昨日、イヌの尿検査のための採尿現場での出来事。
イヌはスチール製のケージに入れられていて、その下に尿バットを設置して一定時間経過後にオシッコを集めて回ります。
その作業に立ち会っていたわけなんですが、トップドーズの動物のうちの1匹が瀕死状態になっていました。
ガリガリに痩せて、背中を丸めて横たわっていました。
足も半分硬直しているようで、後ろ足は宙に浮いたまま。
担当の人も「今日、切迫(安楽死)するんです」と言いながら、背中をなでていました。

私も「ほれ、ワンコ、どうした?」と言って背中に触れると、もう冷たくて命が抜けてしまっているような感触でした。

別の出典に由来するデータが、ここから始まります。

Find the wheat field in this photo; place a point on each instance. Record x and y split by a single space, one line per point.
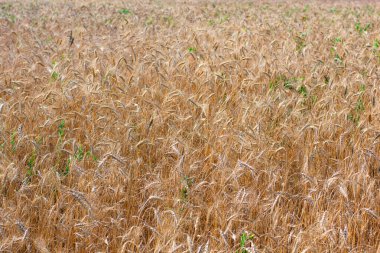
189 126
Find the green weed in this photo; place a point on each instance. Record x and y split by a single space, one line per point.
124 11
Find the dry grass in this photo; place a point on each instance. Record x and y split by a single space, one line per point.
180 127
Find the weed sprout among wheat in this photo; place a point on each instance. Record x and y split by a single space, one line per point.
189 126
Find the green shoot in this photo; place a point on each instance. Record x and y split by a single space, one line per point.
79 154
124 11
302 90
61 129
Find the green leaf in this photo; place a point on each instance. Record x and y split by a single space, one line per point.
124 11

すでに、その子はお花畑を歩いていたのかもしれません。
そのとき、ふと思ったんですね。
最期を迎えようとしている、この子を呼ぶ名前がないと。
最後に一言、名前を呼んでもらえれば、この子はどんなにか嬉しかろうと。
頭をなでると、ようやくパチリと1回だけまばたきをしました。
それが彼の精一杯の返事だったのかもしれません。

別の人が体温計を持って駆けつけ、体温を測ります。
(状態が極度に悪化して回復の望めない動物は苦しみを長引かせないように安楽死させますが、その前には、体温や脈拍などが基準を満たしていることを確認します)
体温計の表示はなんと、33.6℃。

そのイヌの表情はとても穏やかでした。
自分の運命を淡々と受け入れている、そんなふうに見えました。
実験動物でも、イヌぐらいになると、自分の役割を明確に理解しているのではないかという気がします。

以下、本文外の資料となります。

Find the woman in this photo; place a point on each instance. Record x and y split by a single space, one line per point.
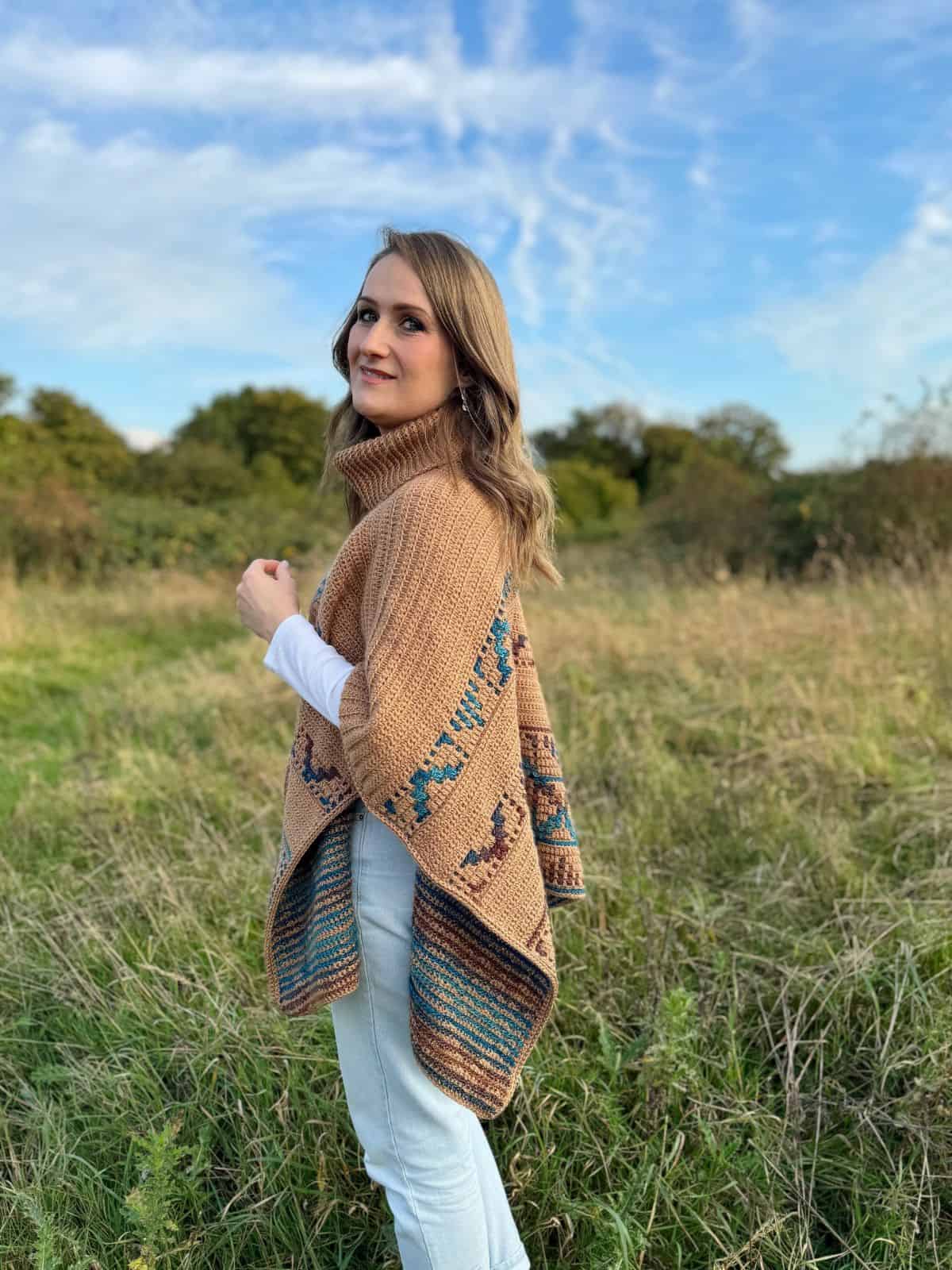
427 831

具合が悪くなるのが分かっていても、素直に薬を飲みます。
人がケージの前に立てば、よろよろと立ち上がって、こちらへ来ようとします。
この子らには「恨み」の感情はないのだろうか? と不思議な気がします。
最後の最後まで、人間を信じ、人間の喜ぶことをしようとする動物たち。
人間には到底まねのできない、気高さを感じてしまうのです。